The U.S stock market gapped down sharply at the opening bell today, and has been gradually paring its losses. The tone to the session is still quite negative with declining issues beating out advancers by better than 2-to1 on the NYSE and NASDAQ markets. The basic materials sector is leading the market lower today. In addition to weakness in base metals, some gold issues are also declining today. Newmont Mining (NEM) and Barrick Gold (ABX) are both off sharply. The energy sector is also lagging, driven lower by Weatherford (WFT). However, bucking the trend within the energy group are some coal stocks, such as Massey Energy (MEE) and Peabody (BTU).
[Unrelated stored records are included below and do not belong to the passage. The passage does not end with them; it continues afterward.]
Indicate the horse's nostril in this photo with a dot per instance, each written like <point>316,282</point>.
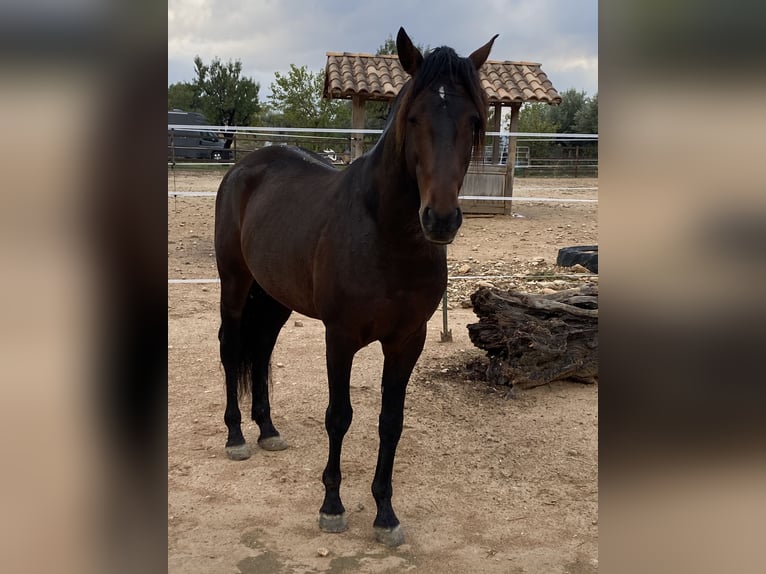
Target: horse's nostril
<point>428,217</point>
<point>458,217</point>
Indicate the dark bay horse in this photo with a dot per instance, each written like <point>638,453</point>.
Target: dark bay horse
<point>362,249</point>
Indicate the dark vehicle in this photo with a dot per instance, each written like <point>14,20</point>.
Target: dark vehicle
<point>194,144</point>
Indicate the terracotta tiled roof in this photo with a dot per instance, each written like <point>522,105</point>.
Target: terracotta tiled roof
<point>381,78</point>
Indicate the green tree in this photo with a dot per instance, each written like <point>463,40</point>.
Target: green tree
<point>564,114</point>
<point>183,96</point>
<point>586,118</point>
<point>296,99</point>
<point>535,118</point>
<point>225,96</point>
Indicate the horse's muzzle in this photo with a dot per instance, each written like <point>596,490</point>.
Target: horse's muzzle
<point>441,228</point>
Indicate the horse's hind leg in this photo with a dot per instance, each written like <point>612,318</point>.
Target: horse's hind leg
<point>233,298</point>
<point>400,359</point>
<point>268,318</point>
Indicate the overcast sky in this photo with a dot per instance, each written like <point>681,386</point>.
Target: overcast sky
<point>269,35</point>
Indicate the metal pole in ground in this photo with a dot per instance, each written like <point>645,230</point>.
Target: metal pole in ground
<point>446,334</point>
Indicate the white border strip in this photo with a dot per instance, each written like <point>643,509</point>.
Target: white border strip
<point>468,197</point>
<point>237,129</point>
<point>449,278</point>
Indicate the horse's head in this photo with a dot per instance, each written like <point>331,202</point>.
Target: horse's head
<point>442,117</point>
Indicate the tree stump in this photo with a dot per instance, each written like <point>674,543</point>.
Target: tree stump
<point>532,340</point>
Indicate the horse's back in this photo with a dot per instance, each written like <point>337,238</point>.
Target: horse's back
<point>271,209</point>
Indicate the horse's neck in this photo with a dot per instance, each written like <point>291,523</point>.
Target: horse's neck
<point>393,196</point>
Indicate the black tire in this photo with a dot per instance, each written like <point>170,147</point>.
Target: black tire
<point>585,255</point>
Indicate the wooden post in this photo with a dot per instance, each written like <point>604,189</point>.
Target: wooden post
<point>509,168</point>
<point>357,123</point>
<point>496,140</point>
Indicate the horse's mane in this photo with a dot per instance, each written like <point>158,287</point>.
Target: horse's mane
<point>438,63</point>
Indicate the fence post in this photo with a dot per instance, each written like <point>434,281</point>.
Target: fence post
<point>446,334</point>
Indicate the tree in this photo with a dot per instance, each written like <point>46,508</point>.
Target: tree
<point>586,118</point>
<point>564,114</point>
<point>183,96</point>
<point>225,97</point>
<point>297,98</point>
<point>535,118</point>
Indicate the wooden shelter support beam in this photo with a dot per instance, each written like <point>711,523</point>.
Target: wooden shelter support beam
<point>496,128</point>
<point>357,123</point>
<point>509,168</point>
The technology sector is also a loser today, with Apple (AAPL) trading lower. The company posted strong earnings, bur traders have taken profits. Some investors apparently cited weaker-than-hoped for sales of iPads as a source of disappointment. Meanwhile, IBM (IBM – Free Analyst Report) also reported rising earnings for the quarter, but some analysts took issue with the performance of some segments.
In contrast, there are some issues showing some strength. The banks, such as Citi (C), Bank of America (BAC – Free Analyst Report), JP Morgan Chase (JPM – Free Analyst Report), and Wells Fargo (WFC) are all trading up today, bucking the downtrend. Bank of America posted a quarterly loss, but its operating profit was better than expected. Yesterday, Citi posted better-than-expected quarterly profits, as well. The rise in bank issues today, comes after the sector had gotten battered on fears last week of a possible foreclosure debacle.
There has been some news on the macroeconomic front that may be pressuring the stock market today. In a surprise move, the People’s Bank of China has raised its interest rate slightly. The move has some traders concerned that the economy in that region will cool, as a result, leading to less demand for basic materials, such as metals and oil. No doubt this is partly behind the drop in these sectors today. Another factors weighing on the market is the appreciation of the U.S. dollar. The U.S. has been under growing pressure to stabilize the dollar by the World Bank and other emerging countries. World currency issues will no doubt be discussed at the upcoming G20 meetings slated to take place in South Korea. In addition to short covering, the rising dollar may have some traders concerned that the Fed’s quantitative easing policy may be less aggressive than was previously expected. The stock market had been rallying lately on hopes that a loose monetary policy would somehow provide the needed liquidity for a sustained business recovery.
The U.S stock market has had a dramatic run over the past few weeks, and no doubt some traders will be taking profits through the earnings season. Many of the Dow components have already reported their figures. So far it does not look too bad. If the economic news starts to catch up with corporate profits, the market may be able to maintain the current level, if not consolidate and move higher.